SOUTH PORTLAND — Oct. 29, 2018: Indonesia suffers the horrific crash of a new Boeing 737 Max jet with only 800 hours of service less than an hour into a flight to Sumatra. Despite heroic efforts by the pilots to regain control, Lion Air Flight 610 plummets out of control into the Java Sea. All aboard are lost.
On the aircraft’s previous flight, to the Indonesian capital, Jakarta, Lion Air pilots had narrowly avoided a crash. That flight was saved by a pilot in the cockpit jump seat: At the last minute, he recommended a procedure to recover from the nosedive that the Maneuvering Characteristics Augmentation System had put the aircraft into.
The pilots of Lion Air 610 were informed only that a “faulty” sensor had been replaced. Like the pilots on the flight to Jakarta, the Lion Air 610 crew was unaware of the existence of the MCAS, which had been installed to counteract the aircraft’s tendency to go into an aerodynamic stall, but unlike the other pilots, they didn’t engage the stabilizer trim cutoff switches to counteract the MCAS commands. They lost control.
March 10, 2019: Ethiopian Air Flight 302, a 737 Max that had been in service only for a year, slams into the ground at 575 mph just six minutes after takeoff. Despite frantic attempts by the pilots to bring the aircraft under control, the MCAS had put the aircraft into a fatal nosedive. The crash kills all on board. Three days later, despite pleas from Boeing, the Federal Aviation Administration grounds all 737 Max aircraft.
Lawsuits, reduced aircraft orders, falling investor confidence and traveler trepidation after these crashes could result in Boeing stock sinking faster than, well, the 737 Max. United Airlines announced just last week that the company was replacing its aging Boeing 757 fleet with the Airbus A321XLR.
Boeing has been lobbying hard to aviation industry leaders, flight attendant and pilot unions to try to bolster passenger confidence that the grounded 737 Max will safely return to service soon. Two days of meetings in Seattle last week were big on spin, but short on facts. Boeing allowed no media at the meetings, and no time frame for getting the 737 Max airborne. So much for transparency.

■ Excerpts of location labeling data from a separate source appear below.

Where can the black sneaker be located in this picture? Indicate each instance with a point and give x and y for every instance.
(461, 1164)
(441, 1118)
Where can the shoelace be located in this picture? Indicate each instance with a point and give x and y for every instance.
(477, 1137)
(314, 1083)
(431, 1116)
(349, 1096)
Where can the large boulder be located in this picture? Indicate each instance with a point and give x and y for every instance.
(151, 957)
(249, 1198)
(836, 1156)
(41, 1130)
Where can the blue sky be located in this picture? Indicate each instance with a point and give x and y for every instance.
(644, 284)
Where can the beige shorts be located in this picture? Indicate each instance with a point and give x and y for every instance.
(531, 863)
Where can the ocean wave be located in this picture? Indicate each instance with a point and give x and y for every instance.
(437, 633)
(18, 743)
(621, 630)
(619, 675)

This campaign for consumer confidence was hoping to overshadow an Oct. 29 hearing by the Senate Commerce Committee. Boeing CEO Dennis Muilenburg withstood withering criticism like that of Sen. Richard Blumenthal, D-Conn., who was infuriated with not only Boeing, but the FAA as well. The senator fumed that his phone calls had not been returned, and that some documents the committee had requested had been redacted. He called the 737 Max a “flying coffin.”

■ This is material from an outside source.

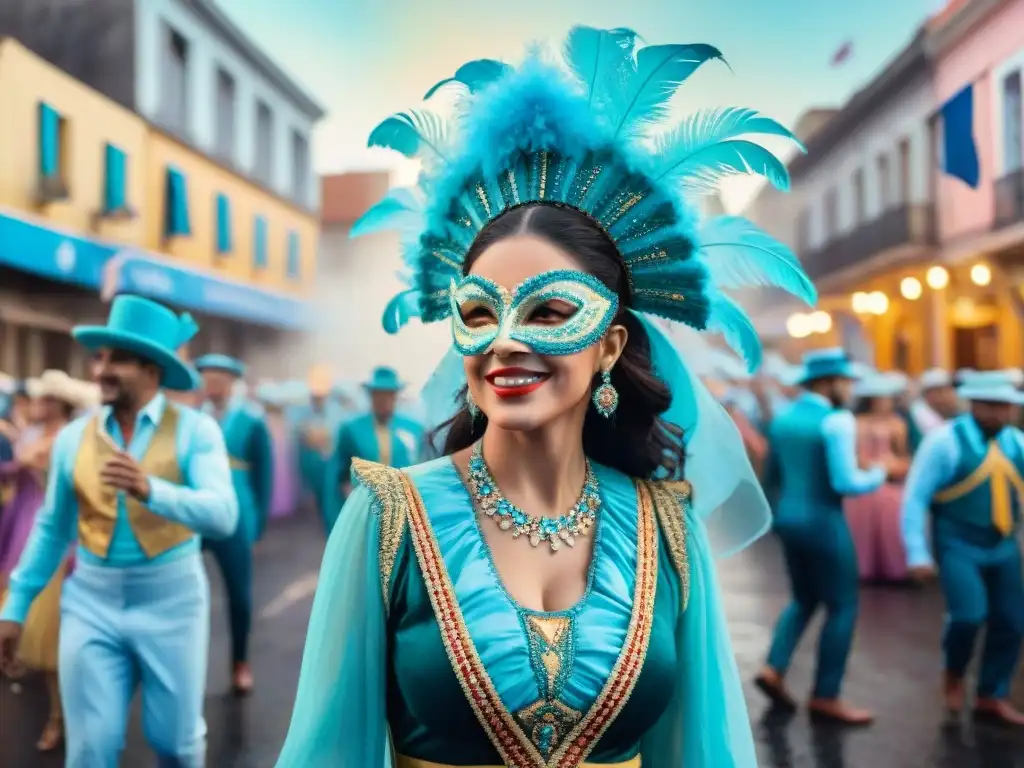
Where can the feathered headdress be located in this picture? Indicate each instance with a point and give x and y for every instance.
(591, 138)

These accidents didn’t have to happen. The 737 Max was hastily built by Boeing to compete with their competition’s more fuel-efficient Airbus NEO. To reduce airline training costs, the faulty MCAS system was not revealed. According to a 737 Max pilot, the maintenance manual (not the flight manual) was the only place MCAS was even mentioned. And then, only once.
The way Boeing and the FAA have responded to the two terrible tragedies of these 737 Max crashes, which resulted in 346 passengers and crew killed only three months apart, have left many to question the cozy relationship between Boeing and bureaucrats. There appears to have been a “regulatory capture” of government oversight, according to Ralph Nader, the godfather of corporate whistleblowers. Boeing’s spin doctors are working overtime, but can they fix it? Will the FAA ensure the aircraft is safe? Congress must work together to make sure the 737 Max is safe, and that the pilots are adequately trained before the 737 Max flies again. If ever.